China’s securities regulator has accused Evergrande and its founder Hui Ka Yan of inflating its mainland Chinese revenues by almost $80billion (NZ$131.5b) over 2019 and 2020, in the first detailed allegations by authorities to shed light on the failure of the world’s most indebted property developer.
The China Securities RegulatoryCommission plans to impose a Rmb4.2bn ($580m) fine on Hengda Real Estate, Evergrande’s mainland business, according to a filing by the company to the Shenzhen and Shanghai stock exchanges that included accusations of false documentation in financial reports.
The filing cited a CSRC preliminary decision as saying Hui, once China’s richest man, would be fined Rmb47m and faced being banned for life from the country’s markets. It accused him of “instructing other personnel” to inflate company metrics.
The filings, released late on Monday, are a milestone moment in a prolonged corporate failure that has so far been characterised by a lack of transparency for the international investors who ploughed more than $20b into a business made up of hundreds of individual residential projects.
Evergrande, with its more than $300b in liabilities, came to embody the excesses of China’s property industry when it defaulted in late 2021, precipitating a domino effect across its developer peers that continues to weigh on the wider economy.
The company’s Hong Kong-listed entity was ordered into liquidation in January by a court in the territory, though the ruling’s implications in the distinct legal environment of the Chinese mainland, where almost all Evergrande’s assets are based, remain uncertain.
The Hengda filing quoted the CSRC’s preliminary decision as saying the company inflated revenue by recognising it in advance in 2019, resulting in an increase of Rmb214b — half of the total — and inflated revenue by Rmb350b in 2020, almost four-fifths of the total.
The CSRC, which according to the filing also suspects that bonds in the mainland were issued on a fraudulent basis, did not directly release its preliminary decision itself and did not immediately respond to a request for comment.
The filings do not refer to dollar-denominated bonds sold by Evergrande, on which it originally missed payments in September 2021. Nearly two years of negotiations between offshore investors and the company failed to produce any viable restructuring plan.
Beijing has over that period prioritised the completion of residential projects started by Evergrande and other developers.
Hui was placed under “mandatory measures” by Chinese authorities in September, according to a company filing at the time.
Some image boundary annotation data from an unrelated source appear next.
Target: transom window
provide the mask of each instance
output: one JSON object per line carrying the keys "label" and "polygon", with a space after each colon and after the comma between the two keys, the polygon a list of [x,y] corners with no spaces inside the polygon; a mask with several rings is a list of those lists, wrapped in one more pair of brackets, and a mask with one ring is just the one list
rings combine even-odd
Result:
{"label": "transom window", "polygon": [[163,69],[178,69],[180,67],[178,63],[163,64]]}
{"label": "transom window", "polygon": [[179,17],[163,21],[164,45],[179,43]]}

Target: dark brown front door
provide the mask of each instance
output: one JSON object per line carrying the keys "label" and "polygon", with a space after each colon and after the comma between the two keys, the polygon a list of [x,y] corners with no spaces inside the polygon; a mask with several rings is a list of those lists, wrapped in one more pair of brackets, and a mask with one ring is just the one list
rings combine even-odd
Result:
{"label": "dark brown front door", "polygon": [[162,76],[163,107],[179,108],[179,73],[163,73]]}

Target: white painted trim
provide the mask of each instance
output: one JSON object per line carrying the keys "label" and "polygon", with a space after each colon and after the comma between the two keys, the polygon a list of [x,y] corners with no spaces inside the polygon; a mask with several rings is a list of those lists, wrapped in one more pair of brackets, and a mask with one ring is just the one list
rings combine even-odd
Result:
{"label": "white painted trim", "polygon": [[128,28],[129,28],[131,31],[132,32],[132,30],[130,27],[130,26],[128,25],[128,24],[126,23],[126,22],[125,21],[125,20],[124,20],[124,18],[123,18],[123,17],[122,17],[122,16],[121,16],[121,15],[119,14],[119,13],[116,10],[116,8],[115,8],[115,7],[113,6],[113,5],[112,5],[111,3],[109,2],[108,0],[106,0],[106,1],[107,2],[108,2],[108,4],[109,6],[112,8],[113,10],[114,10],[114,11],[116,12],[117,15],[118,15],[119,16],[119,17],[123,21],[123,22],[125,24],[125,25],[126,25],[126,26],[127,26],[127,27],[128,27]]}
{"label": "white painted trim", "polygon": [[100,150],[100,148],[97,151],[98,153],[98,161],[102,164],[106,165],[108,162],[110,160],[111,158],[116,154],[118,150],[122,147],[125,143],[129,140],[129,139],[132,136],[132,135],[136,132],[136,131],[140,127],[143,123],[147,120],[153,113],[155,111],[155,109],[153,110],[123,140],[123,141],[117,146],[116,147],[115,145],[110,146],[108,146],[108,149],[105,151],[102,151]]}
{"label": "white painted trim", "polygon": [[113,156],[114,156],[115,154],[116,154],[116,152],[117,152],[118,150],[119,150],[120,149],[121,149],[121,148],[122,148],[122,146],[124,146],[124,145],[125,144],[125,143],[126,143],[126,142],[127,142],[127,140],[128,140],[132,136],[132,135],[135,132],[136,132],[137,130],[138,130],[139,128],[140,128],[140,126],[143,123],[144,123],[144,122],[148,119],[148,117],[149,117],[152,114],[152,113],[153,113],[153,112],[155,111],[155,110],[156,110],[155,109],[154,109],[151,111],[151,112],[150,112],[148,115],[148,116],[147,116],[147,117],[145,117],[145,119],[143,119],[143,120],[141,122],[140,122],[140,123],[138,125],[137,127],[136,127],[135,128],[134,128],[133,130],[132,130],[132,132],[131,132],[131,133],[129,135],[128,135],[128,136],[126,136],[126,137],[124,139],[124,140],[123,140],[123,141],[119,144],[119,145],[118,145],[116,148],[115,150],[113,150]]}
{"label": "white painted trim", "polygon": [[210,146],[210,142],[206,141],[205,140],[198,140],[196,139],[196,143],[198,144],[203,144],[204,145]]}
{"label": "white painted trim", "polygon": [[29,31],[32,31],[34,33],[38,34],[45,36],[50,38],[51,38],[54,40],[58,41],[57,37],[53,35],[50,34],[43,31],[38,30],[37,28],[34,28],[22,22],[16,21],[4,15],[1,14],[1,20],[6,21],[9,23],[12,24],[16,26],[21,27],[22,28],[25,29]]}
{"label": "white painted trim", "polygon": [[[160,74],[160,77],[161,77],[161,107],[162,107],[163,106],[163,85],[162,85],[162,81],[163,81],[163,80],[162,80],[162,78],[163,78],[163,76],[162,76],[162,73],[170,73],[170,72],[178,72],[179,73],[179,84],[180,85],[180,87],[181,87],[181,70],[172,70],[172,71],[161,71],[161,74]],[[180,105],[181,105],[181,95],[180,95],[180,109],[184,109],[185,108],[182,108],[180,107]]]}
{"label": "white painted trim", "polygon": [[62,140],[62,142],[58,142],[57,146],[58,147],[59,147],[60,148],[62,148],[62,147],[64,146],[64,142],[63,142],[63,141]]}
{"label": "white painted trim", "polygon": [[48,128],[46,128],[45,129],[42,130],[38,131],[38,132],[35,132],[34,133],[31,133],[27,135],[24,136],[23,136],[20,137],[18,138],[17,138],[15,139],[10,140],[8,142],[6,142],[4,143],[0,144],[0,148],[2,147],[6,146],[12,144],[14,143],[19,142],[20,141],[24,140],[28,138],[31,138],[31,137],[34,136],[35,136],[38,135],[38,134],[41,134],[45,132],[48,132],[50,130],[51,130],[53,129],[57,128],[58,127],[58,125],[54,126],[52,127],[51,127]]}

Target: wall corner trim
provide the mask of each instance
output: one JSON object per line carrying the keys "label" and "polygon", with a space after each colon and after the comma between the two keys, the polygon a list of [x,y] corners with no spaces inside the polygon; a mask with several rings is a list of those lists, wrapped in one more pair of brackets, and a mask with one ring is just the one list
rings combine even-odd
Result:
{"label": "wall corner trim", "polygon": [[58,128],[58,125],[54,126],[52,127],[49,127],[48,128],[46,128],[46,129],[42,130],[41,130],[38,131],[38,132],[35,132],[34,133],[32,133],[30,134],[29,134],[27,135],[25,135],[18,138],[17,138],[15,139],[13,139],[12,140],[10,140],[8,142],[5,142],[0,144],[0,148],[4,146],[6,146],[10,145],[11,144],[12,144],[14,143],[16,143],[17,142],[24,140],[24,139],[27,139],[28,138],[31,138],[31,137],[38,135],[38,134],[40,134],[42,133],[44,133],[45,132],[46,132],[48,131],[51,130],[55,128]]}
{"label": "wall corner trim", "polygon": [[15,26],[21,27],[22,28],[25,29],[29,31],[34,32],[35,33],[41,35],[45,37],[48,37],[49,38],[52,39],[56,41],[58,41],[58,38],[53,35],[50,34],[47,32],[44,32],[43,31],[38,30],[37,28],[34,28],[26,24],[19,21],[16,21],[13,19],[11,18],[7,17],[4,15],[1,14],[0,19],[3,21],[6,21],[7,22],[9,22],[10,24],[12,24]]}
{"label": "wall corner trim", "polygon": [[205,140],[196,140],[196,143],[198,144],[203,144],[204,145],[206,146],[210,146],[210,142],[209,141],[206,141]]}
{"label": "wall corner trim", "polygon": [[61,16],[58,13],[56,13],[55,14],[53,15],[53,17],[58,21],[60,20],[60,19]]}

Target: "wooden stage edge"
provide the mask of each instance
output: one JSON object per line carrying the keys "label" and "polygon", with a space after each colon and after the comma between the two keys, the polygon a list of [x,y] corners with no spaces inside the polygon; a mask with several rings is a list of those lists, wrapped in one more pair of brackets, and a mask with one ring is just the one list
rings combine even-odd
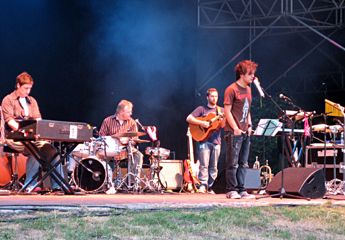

In January, Evergrande’s headquarters in the southern city of Guangzhou were surrounded by police and newly erected fencing.
Hengda’s auditors in 2019 and 2020 were PricewaterhouseCoopers Zhong Tian, a mainland entity affiliated with PwC’s network. PwC Zhong Tian resigned as auditor in 2023, according to company filings.
PwC, the auditors of the company’s accounts in Hong Kong, resigned the same year and are the subject of an investigation by Hong Kong’s audit regulator.
PwC did not immediately respond to a request for comment.
Natixis senior economist Gary Ng said the revelations raised the question of whether there were “more hidden financial tricks” in Evergrande’s financial reports.
Official data on Monday showed China’s real estate sector crisis is continuing. Property investment fell 9 per cent year on year in January and February, while new construction starts plummeted 30 per cent, their worst fall in more than a year.